Posted by TygerTyger
Houston
Member since Oct 2010
10283 posts
Posted on 11/21/24 at 11:40 am to
I've read the whole thread. I know this is a male heavy crowd so there is some bias, but I don't think it's off by much. MOST drama in families, and life in general, seems to be caused by women. They are emotion driven, prone to mood swings, drawn to gossip, and drama.

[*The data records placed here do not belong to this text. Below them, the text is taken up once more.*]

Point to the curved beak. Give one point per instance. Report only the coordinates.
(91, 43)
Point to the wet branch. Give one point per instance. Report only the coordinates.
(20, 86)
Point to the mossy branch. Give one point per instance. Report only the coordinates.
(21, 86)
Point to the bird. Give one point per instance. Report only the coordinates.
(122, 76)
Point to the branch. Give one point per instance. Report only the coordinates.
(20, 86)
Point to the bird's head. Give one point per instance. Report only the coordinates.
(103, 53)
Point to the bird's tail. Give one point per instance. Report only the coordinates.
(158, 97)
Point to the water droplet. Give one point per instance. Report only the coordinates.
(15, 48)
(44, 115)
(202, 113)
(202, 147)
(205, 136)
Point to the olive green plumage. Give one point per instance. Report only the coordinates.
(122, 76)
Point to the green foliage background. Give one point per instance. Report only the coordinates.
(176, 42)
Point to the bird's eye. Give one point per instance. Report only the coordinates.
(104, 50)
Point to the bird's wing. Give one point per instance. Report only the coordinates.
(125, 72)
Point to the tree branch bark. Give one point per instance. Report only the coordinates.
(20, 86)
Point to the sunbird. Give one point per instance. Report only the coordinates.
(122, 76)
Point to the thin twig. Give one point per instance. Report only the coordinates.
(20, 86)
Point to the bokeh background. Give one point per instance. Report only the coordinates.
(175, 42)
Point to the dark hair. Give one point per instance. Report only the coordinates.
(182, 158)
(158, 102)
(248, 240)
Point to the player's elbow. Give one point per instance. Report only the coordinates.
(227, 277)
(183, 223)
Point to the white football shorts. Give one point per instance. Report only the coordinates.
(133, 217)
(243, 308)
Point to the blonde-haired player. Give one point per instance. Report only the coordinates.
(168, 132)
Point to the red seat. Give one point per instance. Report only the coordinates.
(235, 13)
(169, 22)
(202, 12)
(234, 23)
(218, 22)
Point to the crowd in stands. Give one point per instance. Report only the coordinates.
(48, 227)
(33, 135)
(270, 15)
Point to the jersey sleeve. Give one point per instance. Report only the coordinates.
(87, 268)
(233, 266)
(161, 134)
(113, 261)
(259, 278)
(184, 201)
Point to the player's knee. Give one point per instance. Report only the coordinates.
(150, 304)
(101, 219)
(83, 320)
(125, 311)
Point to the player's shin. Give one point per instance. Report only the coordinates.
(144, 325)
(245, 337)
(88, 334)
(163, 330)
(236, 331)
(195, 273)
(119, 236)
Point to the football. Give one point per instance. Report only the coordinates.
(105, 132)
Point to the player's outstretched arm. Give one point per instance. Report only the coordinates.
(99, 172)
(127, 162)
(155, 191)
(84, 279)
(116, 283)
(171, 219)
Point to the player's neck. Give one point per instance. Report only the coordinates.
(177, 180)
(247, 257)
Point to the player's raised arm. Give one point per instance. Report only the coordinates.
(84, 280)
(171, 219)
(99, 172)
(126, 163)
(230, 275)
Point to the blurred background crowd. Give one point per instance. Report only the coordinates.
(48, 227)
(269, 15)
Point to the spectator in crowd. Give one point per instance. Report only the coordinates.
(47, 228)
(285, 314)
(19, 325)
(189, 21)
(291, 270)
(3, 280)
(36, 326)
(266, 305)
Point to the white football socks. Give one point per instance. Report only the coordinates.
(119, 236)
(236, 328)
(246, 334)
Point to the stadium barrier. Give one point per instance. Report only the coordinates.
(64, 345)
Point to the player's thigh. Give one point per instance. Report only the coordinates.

My wife is a picky eater. It's a combination of being super health conscious, being a trained registered nutritionist, and that she reacts badly to a lot of stuff in foods. Soy blows her up stomach up like a basketball. Gluten does the same. She eats really clean, and everyone in the family knows it. But she always brings food that she can eat, and my mom is also very accommodating. And I can eat anything so there's no drama when it comes to food during the holidays from our side.

My SIL and brother are both more on the explosive side when it comes to drama. But they know that my dad won't put up with that shite and they owe him for the roof over their heads, so that keep that shite at their own house.

The rest of my side of the family all gets along great, or at least plays nice at gatherings.

There's always underlying tension at my in-laws though. My wife and her mother lock horns a lot and always have. I think it's pretty common among mothers and daughters. And my BIL and FIL lock horns as well. He's a mamma's boy who gets coddled a lot from the MIL and my FIL can't stand it. But he and I get along great, and see eye to eye on most everything. My wife complains that her parents like me more than her

The wife always gets sad around the holidays when she sees that my side is much more normal than hers.

Luckily we live 350 miles away and our lives are relatively happy by comparison so most of the year it isn't an issue.

Families and holidays don't have to be stressful, but it seems like they often are.